All the news today is about Apple (AAPL) clearing $300. Ok, maybe just the financial news, because of the heroic rescue of the trapped Chilean miners. It's amazing though that the financial media still becomes fascinated with these psychological numbers. What does $300 really mean? Does it tell an investor anything about value, market cap, or future gains? No, no, no.
Typically, it can be assumed that a stock with a price tag above say $100, and likely $300, has had huge gains in the past and AAPL clearly meets that criteria. More importantly though - what is the P/E, growth rate, and market cap? Two of the previous three items suggests that AAPL has plenty of growth ahead. The third questions that premise.
First, AAPL only trades at a forward P/E of 17 based on average earnings estimates, but when using the more likely high end numbers around $22/share, the P/E drops to below 14. Historically low for a stock with the growth rates of AAPL. Second, revenue is expected to grow some 30% next year and roughly 20% over the next 5 years. Earnings could grow at much higher levels. P/Es don't typically trade below these growth rate numbers, suggesting investors are still stuck on an assumed high stock price and not the real valuation. Third, the market cap now places AAPL as the second biggest company in the S&P 500. When a stock reaches such lofty sizes it becomes very difficult to sustain that growth. Large companies become targets for rivals and regulators. So far they have managed to sidestep those issues and they benefit from relatively low market share in huge markets. They aren't the dominate player in personal computers or wireless handsets so they haven't ran into saturation issues.

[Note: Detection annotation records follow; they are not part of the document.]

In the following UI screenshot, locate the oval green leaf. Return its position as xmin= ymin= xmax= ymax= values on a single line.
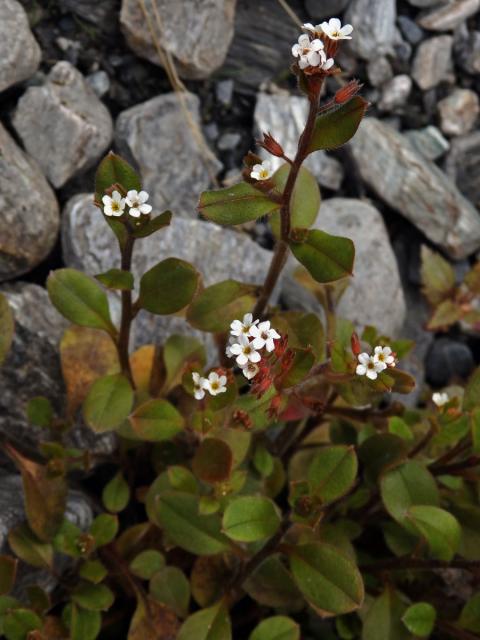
xmin=139 ymin=258 xmax=198 ymax=316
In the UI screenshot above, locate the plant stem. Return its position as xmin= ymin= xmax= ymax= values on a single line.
xmin=117 ymin=233 xmax=135 ymax=388
xmin=253 ymin=88 xmax=320 ymax=318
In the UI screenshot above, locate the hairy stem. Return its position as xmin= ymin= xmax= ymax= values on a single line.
xmin=117 ymin=234 xmax=135 ymax=388
xmin=253 ymin=89 xmax=320 ymax=318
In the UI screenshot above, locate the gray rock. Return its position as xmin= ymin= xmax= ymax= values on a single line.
xmin=412 ymin=36 xmax=453 ymax=91
xmin=62 ymin=194 xmax=282 ymax=346
xmin=0 ymin=124 xmax=59 ymax=282
xmin=350 ymin=118 xmax=480 ymax=259
xmin=305 ymin=0 xmax=350 ymax=20
xmin=13 ymin=61 xmax=113 ymax=188
xmin=0 ymin=283 xmax=113 ymax=454
xmin=120 ymin=0 xmax=236 ymax=79
xmin=438 ymin=89 xmax=480 ymax=136
xmin=404 ymin=125 xmax=450 ymax=160
xmin=282 ymin=198 xmax=406 ymax=336
xmin=345 ymin=0 xmax=397 ymax=60
xmin=0 ymin=0 xmax=42 ymax=91
xmin=254 ymin=92 xmax=344 ymax=191
xmin=367 ymin=56 xmax=393 ymax=87
xmin=417 ymin=0 xmax=480 ymax=31
xmin=378 ymin=74 xmax=413 ymax=111
xmin=115 ymin=93 xmax=222 ymax=217
xmin=446 ymin=131 xmax=480 ymax=210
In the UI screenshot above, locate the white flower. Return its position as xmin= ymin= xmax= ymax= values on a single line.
xmin=292 ymin=33 xmax=326 ymax=69
xmin=250 ymin=160 xmax=273 ymax=180
xmin=192 ymin=371 xmax=207 ymax=400
xmin=320 ymin=18 xmax=353 ymax=40
xmin=373 ymin=346 xmax=395 ymax=367
xmin=125 ymin=189 xmax=152 ymax=218
xmin=230 ymin=334 xmax=262 ymax=367
xmin=432 ymin=392 xmax=450 ymax=407
xmin=205 ymin=371 xmax=227 ymax=396
xmin=230 ymin=313 xmax=258 ymax=336
xmin=242 ymin=362 xmax=260 ymax=380
xmin=356 ymin=353 xmax=387 ymax=380
xmin=250 ymin=320 xmax=281 ymax=351
xmin=102 ymin=191 xmax=125 ymax=217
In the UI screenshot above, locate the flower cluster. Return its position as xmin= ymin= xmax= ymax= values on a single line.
xmin=292 ymin=18 xmax=353 ymax=71
xmin=192 ymin=371 xmax=227 ymax=400
xmin=226 ymin=313 xmax=281 ymax=380
xmin=102 ymin=189 xmax=152 ymax=218
xmin=356 ymin=346 xmax=396 ymax=380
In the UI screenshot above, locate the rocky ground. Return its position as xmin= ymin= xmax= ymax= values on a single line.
xmin=0 ymin=0 xmax=480 ymax=576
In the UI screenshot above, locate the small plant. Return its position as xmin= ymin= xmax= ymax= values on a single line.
xmin=0 ymin=19 xmax=480 ymax=640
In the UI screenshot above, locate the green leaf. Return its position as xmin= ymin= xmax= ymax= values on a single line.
xmin=27 ymin=396 xmax=53 ymax=429
xmin=192 ymin=438 xmax=233 ymax=484
xmin=458 ymin=593 xmax=480 ymax=633
xmin=90 ymin=513 xmax=118 ymax=548
xmin=177 ymin=602 xmax=232 ymax=640
xmin=270 ymin=164 xmax=321 ymax=238
xmin=0 ymin=293 xmax=15 ymax=365
xmin=187 ymin=280 xmax=256 ymax=333
xmin=83 ymin=373 xmax=133 ymax=433
xmin=0 ymin=555 xmax=18 ymax=596
xmin=95 ymin=152 xmax=142 ymax=203
xmin=132 ymin=211 xmax=172 ymax=238
xmin=78 ymin=560 xmax=108 ymax=584
xmin=198 ymin=182 xmax=280 ymax=225
xmin=290 ymin=542 xmax=364 ymax=616
xmin=380 ymin=460 xmax=440 ymax=533
xmin=47 ymin=269 xmax=117 ymax=336
xmin=308 ymin=446 xmax=358 ymax=503
xmin=420 ymin=245 xmax=455 ymax=305
xmin=463 ymin=367 xmax=480 ymax=411
xmin=95 ymin=269 xmax=134 ymax=291
xmin=290 ymin=229 xmax=355 ymax=284
xmin=402 ymin=602 xmax=437 ymax=638
xmin=155 ymin=491 xmax=230 ymax=555
xmin=102 ymin=471 xmax=130 ymax=513
xmin=222 ymin=496 xmax=280 ymax=542
xmin=72 ymin=582 xmax=115 ymax=611
xmin=138 ymin=258 xmax=198 ymax=316
xmin=308 ymin=96 xmax=368 ymax=153
xmin=408 ymin=506 xmax=462 ymax=562
xmin=67 ymin=604 xmax=102 ymax=640
xmin=3 ymin=608 xmax=43 ymax=640
xmin=150 ymin=567 xmax=190 ymax=618
xmin=129 ymin=400 xmax=184 ymax=442
xmin=362 ymin=588 xmax=411 ymax=640
xmin=249 ymin=616 xmax=300 ymax=640
xmin=130 ymin=549 xmax=165 ymax=580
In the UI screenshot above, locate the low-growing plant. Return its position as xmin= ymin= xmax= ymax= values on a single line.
xmin=0 ymin=13 xmax=480 ymax=640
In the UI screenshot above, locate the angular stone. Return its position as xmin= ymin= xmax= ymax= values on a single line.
xmin=345 ymin=0 xmax=397 ymax=60
xmin=13 ymin=61 xmax=113 ymax=188
xmin=62 ymin=194 xmax=275 ymax=346
xmin=0 ymin=124 xmax=60 ymax=282
xmin=253 ymin=93 xmax=344 ymax=191
xmin=438 ymin=89 xmax=480 ymax=136
xmin=412 ymin=36 xmax=453 ymax=91
xmin=120 ymin=0 xmax=236 ymax=79
xmin=417 ymin=0 xmax=480 ymax=31
xmin=282 ymin=198 xmax=406 ymax=336
xmin=446 ymin=131 xmax=480 ymax=210
xmin=350 ymin=118 xmax=480 ymax=259
xmin=0 ymin=282 xmax=113 ymax=453
xmin=0 ymin=0 xmax=42 ymax=91
xmin=404 ymin=125 xmax=450 ymax=160
xmin=378 ymin=74 xmax=413 ymax=111
xmin=115 ymin=93 xmax=222 ymax=217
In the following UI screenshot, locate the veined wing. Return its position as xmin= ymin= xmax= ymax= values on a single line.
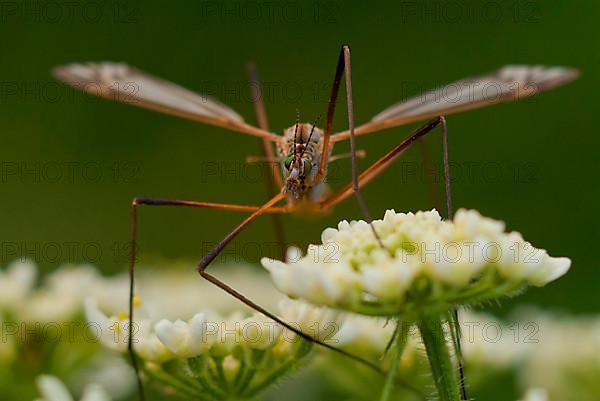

Keep an eye out for when AAPL hits the size wall, but until then the stock remains incredibly cheap for their growth rate. The market correctly understands that being a large company, growth can't be sustained for ever, but for now AAPL will continue generating huge cash flows, reminding us of another benefit to buying the stock. A huge horde of cash and strong cash flow greatly reduces the enterprise value of the company.
Ignore the stock price and pay attention to the value. AAPL remains cheap at $300+.